Lavaldens et Oris ont leur propre système de captage et sources d’alimentation en eau pour leurs administrés.
Elles estiment qu’une retombée financière pour les 800 000 m3 captés chaque année par La Mure sur leur territoire, serait légitime et bienvenue. Selon elles, cette cession, obtenue en 1954 par simple réunion et délibérations entre les trois parties municipales, n’a pas valeur de droit.
Le tribunal a rejeté leurs demandes en septembre 2009, notamment au motif d’une absence de précisions sur la date, l’acte et le périmètre des terrains concernés.
A noter qu’en l’affaire, la commune de La Mure était défendue par un substituant de Maître Peyrical, avocat de Véolia.
Lavaldens et Oris n’entendent pas renoncer et poursuivent leur procédure devant la Cour d’Appel.
LA TENTACULE VEOLIA
Veolia Eau (évolution de la Compagnie Générale des Eaux) est présente dans 66 pays.
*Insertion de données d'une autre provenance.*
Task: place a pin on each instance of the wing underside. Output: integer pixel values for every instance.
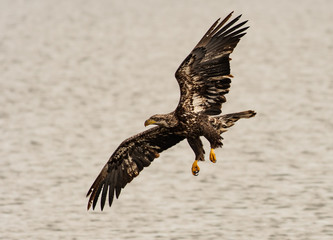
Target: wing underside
(128, 161)
(204, 76)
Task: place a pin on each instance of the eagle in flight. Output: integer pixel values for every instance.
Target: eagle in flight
(204, 79)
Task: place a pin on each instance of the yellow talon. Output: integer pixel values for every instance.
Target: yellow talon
(212, 156)
(195, 168)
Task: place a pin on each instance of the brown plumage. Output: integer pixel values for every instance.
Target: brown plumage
(204, 79)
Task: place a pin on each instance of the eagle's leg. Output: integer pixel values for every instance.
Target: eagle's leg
(214, 138)
(199, 152)
(212, 156)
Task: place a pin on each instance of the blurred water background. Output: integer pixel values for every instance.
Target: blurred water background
(78, 77)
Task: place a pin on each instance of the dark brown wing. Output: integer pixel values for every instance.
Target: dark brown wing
(204, 76)
(127, 162)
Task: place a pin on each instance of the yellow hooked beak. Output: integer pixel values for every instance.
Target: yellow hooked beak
(149, 121)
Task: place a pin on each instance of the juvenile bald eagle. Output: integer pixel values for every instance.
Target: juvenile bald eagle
(204, 79)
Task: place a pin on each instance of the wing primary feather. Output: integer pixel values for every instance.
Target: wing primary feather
(228, 25)
(118, 191)
(221, 23)
(97, 194)
(233, 29)
(111, 188)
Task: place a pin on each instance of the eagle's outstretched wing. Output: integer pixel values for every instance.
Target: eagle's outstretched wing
(128, 160)
(204, 76)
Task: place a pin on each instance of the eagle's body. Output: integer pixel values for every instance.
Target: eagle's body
(204, 79)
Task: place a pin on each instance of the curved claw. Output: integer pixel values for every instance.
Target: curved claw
(195, 168)
(212, 156)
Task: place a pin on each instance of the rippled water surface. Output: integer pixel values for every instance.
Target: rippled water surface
(78, 77)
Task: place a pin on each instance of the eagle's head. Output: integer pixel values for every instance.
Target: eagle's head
(163, 120)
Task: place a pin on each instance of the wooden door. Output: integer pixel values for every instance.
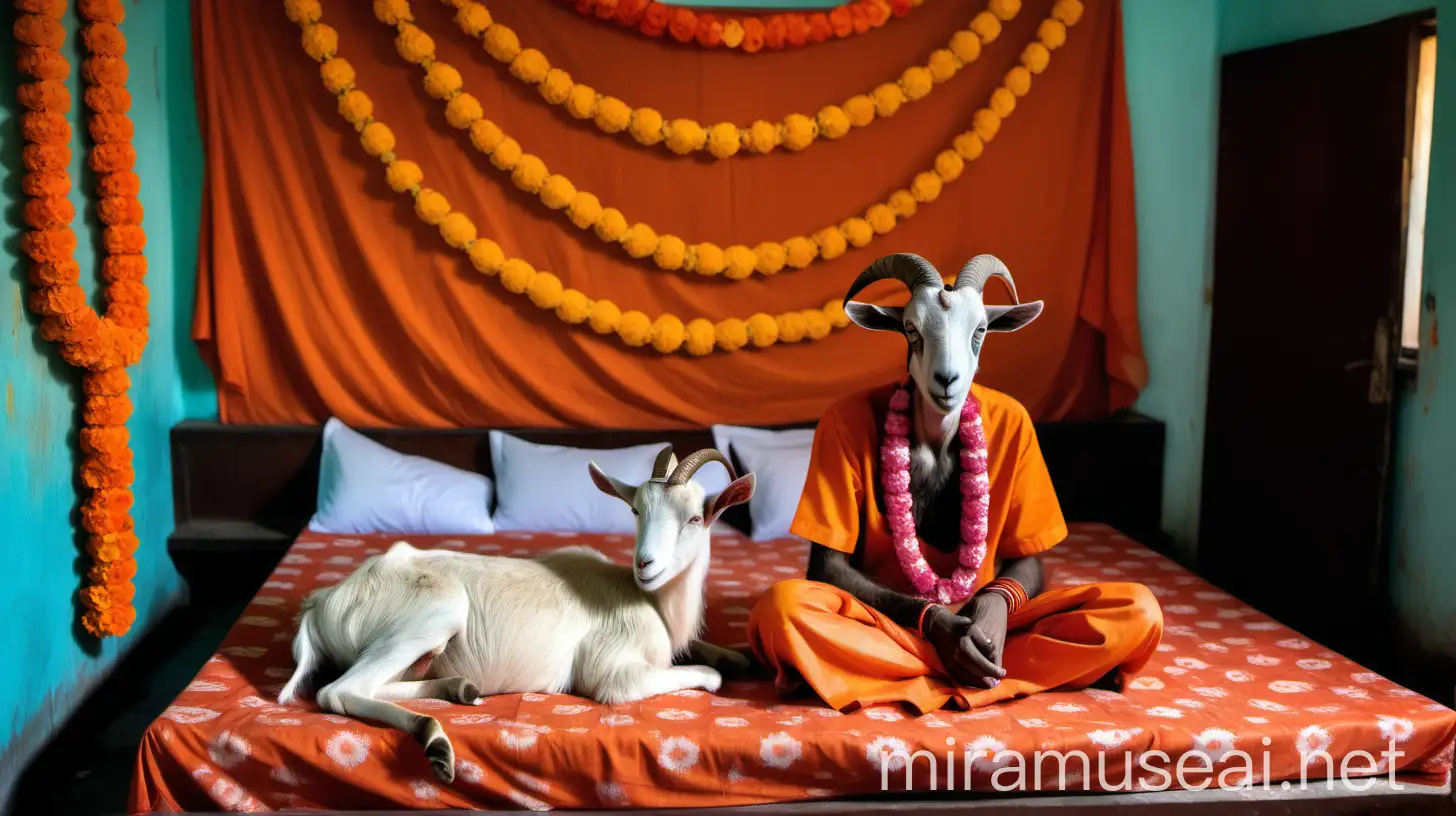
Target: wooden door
(1308, 271)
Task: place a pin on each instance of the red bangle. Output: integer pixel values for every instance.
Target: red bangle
(1011, 590)
(919, 624)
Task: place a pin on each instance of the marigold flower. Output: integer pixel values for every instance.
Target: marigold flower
(832, 242)
(501, 42)
(731, 334)
(431, 206)
(670, 252)
(517, 276)
(42, 63)
(856, 232)
(800, 252)
(948, 165)
(769, 258)
(441, 80)
(612, 225)
(685, 136)
(457, 229)
(701, 337)
(54, 274)
(414, 45)
(708, 260)
(798, 131)
(635, 328)
(404, 175)
(763, 330)
(1053, 34)
(463, 111)
(530, 174)
(48, 213)
(762, 137)
(1035, 57)
(667, 334)
(338, 75)
(738, 263)
(124, 239)
(604, 316)
(545, 290)
(880, 219)
(574, 306)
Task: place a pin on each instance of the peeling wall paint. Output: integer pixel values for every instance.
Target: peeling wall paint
(37, 436)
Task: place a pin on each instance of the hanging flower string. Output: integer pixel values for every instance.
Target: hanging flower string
(670, 252)
(750, 35)
(101, 346)
(666, 332)
(894, 467)
(722, 140)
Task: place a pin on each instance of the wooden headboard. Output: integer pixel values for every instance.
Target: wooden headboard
(243, 493)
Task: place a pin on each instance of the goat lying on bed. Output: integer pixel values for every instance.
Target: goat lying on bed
(436, 624)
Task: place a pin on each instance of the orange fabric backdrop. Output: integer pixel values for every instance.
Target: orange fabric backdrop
(322, 293)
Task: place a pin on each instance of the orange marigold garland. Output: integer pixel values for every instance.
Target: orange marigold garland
(101, 344)
(775, 32)
(666, 334)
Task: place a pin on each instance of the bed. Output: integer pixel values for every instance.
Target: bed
(1226, 678)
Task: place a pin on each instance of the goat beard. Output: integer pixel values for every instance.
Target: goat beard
(931, 467)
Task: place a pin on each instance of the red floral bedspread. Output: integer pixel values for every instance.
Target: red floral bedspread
(1226, 681)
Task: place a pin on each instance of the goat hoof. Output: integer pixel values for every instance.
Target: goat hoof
(441, 759)
(468, 694)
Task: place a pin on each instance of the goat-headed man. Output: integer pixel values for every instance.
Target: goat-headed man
(926, 504)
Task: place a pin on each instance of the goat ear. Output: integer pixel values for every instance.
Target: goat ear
(1011, 318)
(877, 318)
(737, 491)
(610, 485)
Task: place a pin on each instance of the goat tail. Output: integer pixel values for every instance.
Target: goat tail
(306, 657)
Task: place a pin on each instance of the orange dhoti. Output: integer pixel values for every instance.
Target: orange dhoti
(853, 656)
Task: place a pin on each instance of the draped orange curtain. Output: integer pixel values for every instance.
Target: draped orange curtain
(322, 293)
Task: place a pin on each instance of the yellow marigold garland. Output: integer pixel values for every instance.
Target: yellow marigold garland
(102, 346)
(685, 137)
(586, 210)
(664, 332)
(792, 29)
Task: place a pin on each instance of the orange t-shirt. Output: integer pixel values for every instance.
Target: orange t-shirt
(842, 506)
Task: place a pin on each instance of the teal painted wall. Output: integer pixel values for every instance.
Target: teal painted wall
(1171, 51)
(48, 665)
(1172, 66)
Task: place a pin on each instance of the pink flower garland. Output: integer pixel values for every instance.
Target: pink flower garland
(894, 462)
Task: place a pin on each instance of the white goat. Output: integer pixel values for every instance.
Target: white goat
(436, 624)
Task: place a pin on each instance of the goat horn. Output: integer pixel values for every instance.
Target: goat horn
(980, 270)
(690, 465)
(664, 464)
(910, 270)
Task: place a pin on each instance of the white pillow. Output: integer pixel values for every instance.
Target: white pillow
(781, 462)
(369, 488)
(548, 488)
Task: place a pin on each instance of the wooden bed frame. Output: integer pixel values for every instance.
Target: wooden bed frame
(243, 493)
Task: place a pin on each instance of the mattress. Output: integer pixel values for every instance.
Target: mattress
(1226, 679)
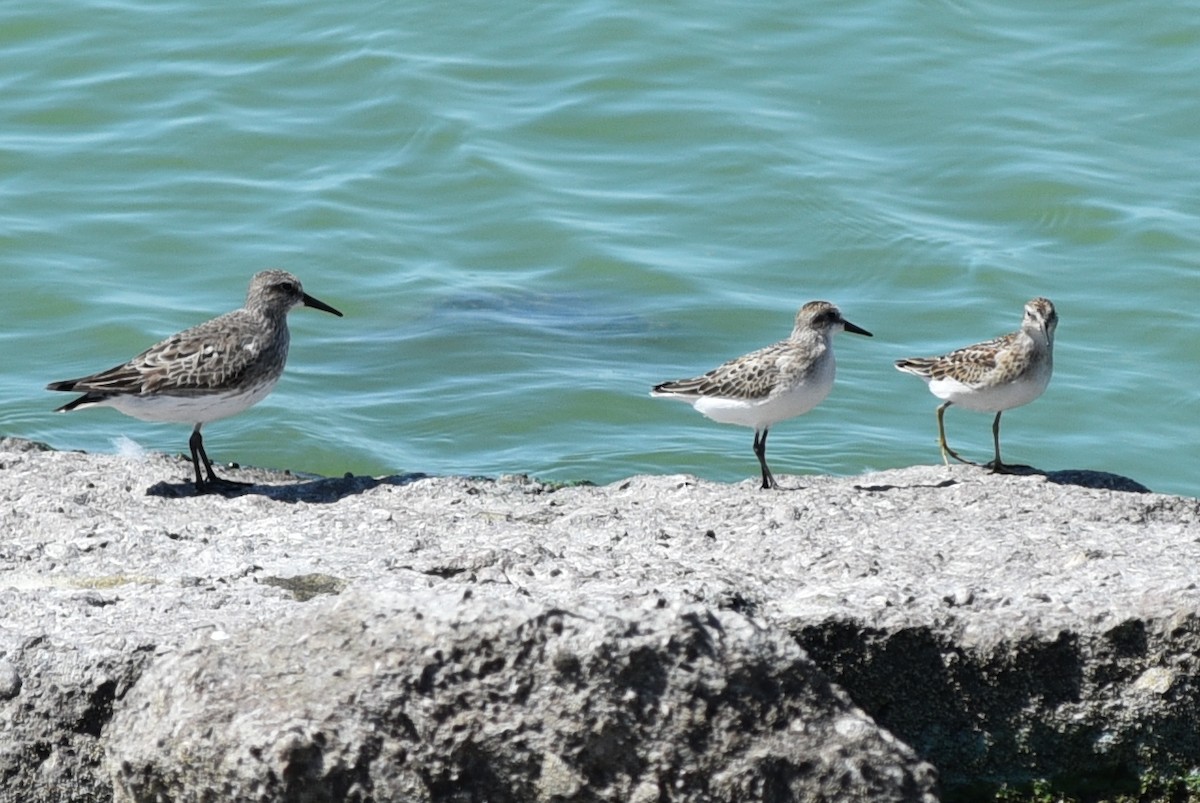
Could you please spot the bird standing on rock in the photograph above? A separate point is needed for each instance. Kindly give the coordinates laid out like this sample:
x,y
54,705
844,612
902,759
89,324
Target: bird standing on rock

Elle emploie 95 789 collaborateurs et affichait en 2009, un chiffre d’affaires de 12,56 milliards d’euros. Véolia intervient, également et entre autres, dans les secteurs du transport, des déchets et de l’énergie. Elle gérait aussi l'exploitation du petit train de La Mure et ses 10 employés, les voies étant la propriété du conseil Général.
Véolia alimente près de 95 millions de personnes en eau potable dans le monde et plus de 68 millions en services d’assainissement. Elle compte parmi ses principaux actionnaires, outre la Caisse des Dépôts et Consignations, Groupama et le groupe industriel Marcel Dassault. Les auteurs du film Water makes money, récemment diffusé sur Arte, ont dénoncé les pratiques du groupe, selon eux: corruption de fonctionnaires, achat de concessions sous forme de cadeaux pour les municipalités masquant des prêts aux intérêts élevés, finalement payés par l'usager via la facturation du service d'eau privatisée, lobbying notamment dans les universités. Véolia a déposé plainte pour diffamation.
Les travaux de construction et d'entretien des réseaux de distribution d'eau représentent quelque 6 milliards d'euros par an en France. Veolia et le groupe Suez gèrent 80 % de l'approvisionnement en eau dans l'Hexagone.